Brian Foster <bfoster@xxxxxxxxxx> · Mon, 21 Jan 2019 13:11:51 -0500

On Mon, Jan 21, 2019 at 05:23:44PM +0100, Lucas Stach wrote:
> Am Montag, den 21.01.2019, 08:01 -0500 schrieb Brian Foster:
> [...]
> > > root@XXX:/mnt/metadump# xfs_repair  /dev/XXX
> > > Phase 1 - find and verify superblock...
> > >         - reporting progress in intervals of 15 minutes
> > > Phase 2 - using internal log
> > >         - zero log...
> > >         - scan filesystem freespace and inode maps...
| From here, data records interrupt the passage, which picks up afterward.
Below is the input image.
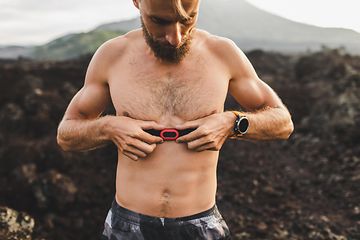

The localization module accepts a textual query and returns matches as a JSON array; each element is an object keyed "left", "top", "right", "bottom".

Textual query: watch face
[{"left": 237, "top": 117, "right": 249, "bottom": 134}]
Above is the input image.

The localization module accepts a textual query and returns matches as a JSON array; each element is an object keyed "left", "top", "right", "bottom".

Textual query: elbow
[
  {"left": 57, "top": 134, "right": 71, "bottom": 152},
  {"left": 280, "top": 117, "right": 294, "bottom": 140},
  {"left": 57, "top": 138, "right": 69, "bottom": 152},
  {"left": 57, "top": 126, "right": 72, "bottom": 152}
]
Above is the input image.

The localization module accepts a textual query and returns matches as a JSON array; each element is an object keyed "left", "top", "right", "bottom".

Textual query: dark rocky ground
[{"left": 0, "top": 48, "right": 359, "bottom": 240}]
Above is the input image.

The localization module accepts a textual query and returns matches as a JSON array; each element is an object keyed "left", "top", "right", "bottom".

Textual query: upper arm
[
  {"left": 221, "top": 39, "right": 285, "bottom": 111},
  {"left": 62, "top": 39, "right": 119, "bottom": 121}
]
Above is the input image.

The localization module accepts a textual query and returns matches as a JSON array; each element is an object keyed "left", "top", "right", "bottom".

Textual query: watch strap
[{"left": 230, "top": 111, "right": 240, "bottom": 138}]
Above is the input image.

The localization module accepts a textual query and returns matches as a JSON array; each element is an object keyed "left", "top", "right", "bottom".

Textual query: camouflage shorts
[{"left": 101, "top": 200, "right": 232, "bottom": 240}]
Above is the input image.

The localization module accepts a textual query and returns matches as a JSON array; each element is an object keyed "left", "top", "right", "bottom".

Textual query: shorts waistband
[{"left": 111, "top": 200, "right": 218, "bottom": 224}]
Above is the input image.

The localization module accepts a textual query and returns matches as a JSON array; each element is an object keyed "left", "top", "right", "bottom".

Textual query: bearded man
[{"left": 57, "top": 0, "right": 294, "bottom": 239}]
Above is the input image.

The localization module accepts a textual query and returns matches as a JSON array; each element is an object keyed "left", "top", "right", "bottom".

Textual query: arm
[
  {"left": 174, "top": 37, "right": 293, "bottom": 152},
  {"left": 56, "top": 40, "right": 113, "bottom": 151},
  {"left": 224, "top": 39, "right": 294, "bottom": 140},
  {"left": 57, "top": 38, "right": 166, "bottom": 160}
]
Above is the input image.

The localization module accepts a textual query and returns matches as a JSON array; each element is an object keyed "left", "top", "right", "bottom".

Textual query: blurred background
[{"left": 0, "top": 0, "right": 359, "bottom": 239}]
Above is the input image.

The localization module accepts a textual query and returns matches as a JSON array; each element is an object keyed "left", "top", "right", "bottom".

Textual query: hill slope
[
  {"left": 98, "top": 0, "right": 360, "bottom": 53},
  {"left": 1, "top": 0, "right": 360, "bottom": 59}
]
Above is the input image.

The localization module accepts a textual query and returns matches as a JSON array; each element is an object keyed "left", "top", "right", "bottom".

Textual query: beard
[{"left": 141, "top": 17, "right": 193, "bottom": 63}]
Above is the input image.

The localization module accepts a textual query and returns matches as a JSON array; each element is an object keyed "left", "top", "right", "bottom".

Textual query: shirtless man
[{"left": 57, "top": 0, "right": 294, "bottom": 239}]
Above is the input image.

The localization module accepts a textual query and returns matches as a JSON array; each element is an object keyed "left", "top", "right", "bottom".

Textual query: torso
[{"left": 107, "top": 29, "right": 231, "bottom": 217}]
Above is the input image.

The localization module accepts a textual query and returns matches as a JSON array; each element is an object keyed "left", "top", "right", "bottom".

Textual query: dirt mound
[
  {"left": 0, "top": 206, "right": 35, "bottom": 240},
  {"left": 0, "top": 49, "right": 358, "bottom": 240}
]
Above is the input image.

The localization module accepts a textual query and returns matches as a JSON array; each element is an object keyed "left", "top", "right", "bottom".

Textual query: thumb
[
  {"left": 175, "top": 120, "right": 199, "bottom": 130},
  {"left": 140, "top": 120, "right": 166, "bottom": 130}
]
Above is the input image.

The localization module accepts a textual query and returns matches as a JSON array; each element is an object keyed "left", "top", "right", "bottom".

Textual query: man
[{"left": 57, "top": 0, "right": 294, "bottom": 239}]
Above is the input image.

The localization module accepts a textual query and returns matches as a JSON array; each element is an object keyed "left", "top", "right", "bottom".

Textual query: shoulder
[
  {"left": 92, "top": 30, "right": 140, "bottom": 62},
  {"left": 195, "top": 30, "right": 241, "bottom": 58},
  {"left": 86, "top": 30, "right": 142, "bottom": 82},
  {"left": 194, "top": 29, "right": 249, "bottom": 77}
]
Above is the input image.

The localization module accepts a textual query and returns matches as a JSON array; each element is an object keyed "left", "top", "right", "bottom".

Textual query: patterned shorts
[{"left": 101, "top": 200, "right": 232, "bottom": 240}]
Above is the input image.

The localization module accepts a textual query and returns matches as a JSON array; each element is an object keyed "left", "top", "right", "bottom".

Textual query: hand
[
  {"left": 175, "top": 112, "right": 235, "bottom": 152},
  {"left": 107, "top": 116, "right": 166, "bottom": 161}
]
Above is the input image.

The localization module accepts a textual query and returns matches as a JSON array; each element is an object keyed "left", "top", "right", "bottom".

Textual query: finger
[
  {"left": 187, "top": 137, "right": 210, "bottom": 150},
  {"left": 138, "top": 130, "right": 164, "bottom": 144},
  {"left": 140, "top": 120, "right": 167, "bottom": 131},
  {"left": 194, "top": 134, "right": 227, "bottom": 152},
  {"left": 123, "top": 144, "right": 148, "bottom": 158},
  {"left": 176, "top": 128, "right": 206, "bottom": 143},
  {"left": 139, "top": 121, "right": 166, "bottom": 143},
  {"left": 194, "top": 142, "right": 218, "bottom": 152},
  {"left": 175, "top": 120, "right": 200, "bottom": 130},
  {"left": 128, "top": 138, "right": 157, "bottom": 154},
  {"left": 219, "top": 134, "right": 228, "bottom": 147},
  {"left": 123, "top": 151, "right": 139, "bottom": 161}
]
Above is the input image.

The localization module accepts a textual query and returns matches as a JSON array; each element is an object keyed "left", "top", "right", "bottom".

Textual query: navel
[{"left": 159, "top": 189, "right": 171, "bottom": 216}]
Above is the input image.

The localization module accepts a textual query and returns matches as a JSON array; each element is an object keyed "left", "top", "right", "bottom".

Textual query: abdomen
[{"left": 115, "top": 141, "right": 219, "bottom": 217}]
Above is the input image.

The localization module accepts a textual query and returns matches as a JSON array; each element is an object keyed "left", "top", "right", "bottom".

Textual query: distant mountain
[
  {"left": 97, "top": 0, "right": 360, "bottom": 54},
  {"left": 31, "top": 30, "right": 125, "bottom": 60},
  {"left": 94, "top": 18, "right": 140, "bottom": 32},
  {"left": 0, "top": 30, "right": 125, "bottom": 60},
  {"left": 1, "top": 0, "right": 360, "bottom": 60},
  {"left": 201, "top": 0, "right": 360, "bottom": 53},
  {"left": 0, "top": 46, "right": 33, "bottom": 59}
]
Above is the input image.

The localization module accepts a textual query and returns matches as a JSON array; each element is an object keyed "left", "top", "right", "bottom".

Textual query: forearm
[
  {"left": 228, "top": 106, "right": 294, "bottom": 140},
  {"left": 57, "top": 115, "right": 112, "bottom": 152}
]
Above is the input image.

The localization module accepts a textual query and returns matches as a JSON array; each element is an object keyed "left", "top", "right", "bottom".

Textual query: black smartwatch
[{"left": 231, "top": 111, "right": 249, "bottom": 136}]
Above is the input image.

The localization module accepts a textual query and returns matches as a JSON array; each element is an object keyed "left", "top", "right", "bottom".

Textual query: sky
[{"left": 0, "top": 0, "right": 359, "bottom": 46}]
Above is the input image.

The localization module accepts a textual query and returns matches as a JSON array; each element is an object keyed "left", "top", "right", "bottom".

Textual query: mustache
[
  {"left": 141, "top": 17, "right": 192, "bottom": 63},
  {"left": 154, "top": 41, "right": 177, "bottom": 49},
  {"left": 153, "top": 36, "right": 190, "bottom": 49}
]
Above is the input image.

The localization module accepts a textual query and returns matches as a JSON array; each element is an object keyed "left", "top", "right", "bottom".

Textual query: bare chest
[{"left": 108, "top": 55, "right": 229, "bottom": 122}]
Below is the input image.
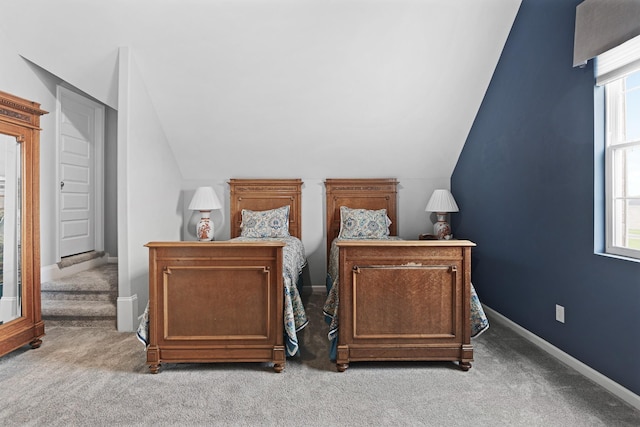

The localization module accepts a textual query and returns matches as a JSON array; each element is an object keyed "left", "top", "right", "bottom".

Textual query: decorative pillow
[
  {"left": 240, "top": 205, "right": 291, "bottom": 238},
  {"left": 338, "top": 206, "right": 391, "bottom": 239}
]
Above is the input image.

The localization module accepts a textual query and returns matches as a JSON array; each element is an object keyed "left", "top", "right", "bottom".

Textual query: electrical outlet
[{"left": 556, "top": 304, "right": 565, "bottom": 323}]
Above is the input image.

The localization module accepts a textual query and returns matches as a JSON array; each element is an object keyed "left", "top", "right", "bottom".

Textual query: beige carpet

> > > bad magic # 0x49414233 in inobt block 5/7831662
> > 
> > Hmm, so this looks like a very isolated corruption. It's complaining
> > about a magic number (internal filesystem value stamped to metadata
> > blocks for verification/sanity purposes) being wrong on a finobt block
> > and nothing else seems to be wrong in the fs. (I guess repair should
> > probably print out 'finobt' here instead of 'inobt,' but that's a
> > separate issue..).
> > 
> > The finobt uses a magic value of XFS_FIBT_CRC_MAGIC (0x46494233, 'FIB3')
> > whereas this block has a magic value of 0x49414233. The latter is
> > 'IAB3' (XFS_IBT_CRC_MAGIC), which is the magic value for regular inode
> > btree blocks.
> > 
> > >         - 23:06:50: scanning filesystem freespace - 33 of 33 allocation groups done
> > >         - found root inode chunk
> > > Phase 3 - for each AG...
> > 
> > ...
> > > Phase 7 - verify and correct link counts...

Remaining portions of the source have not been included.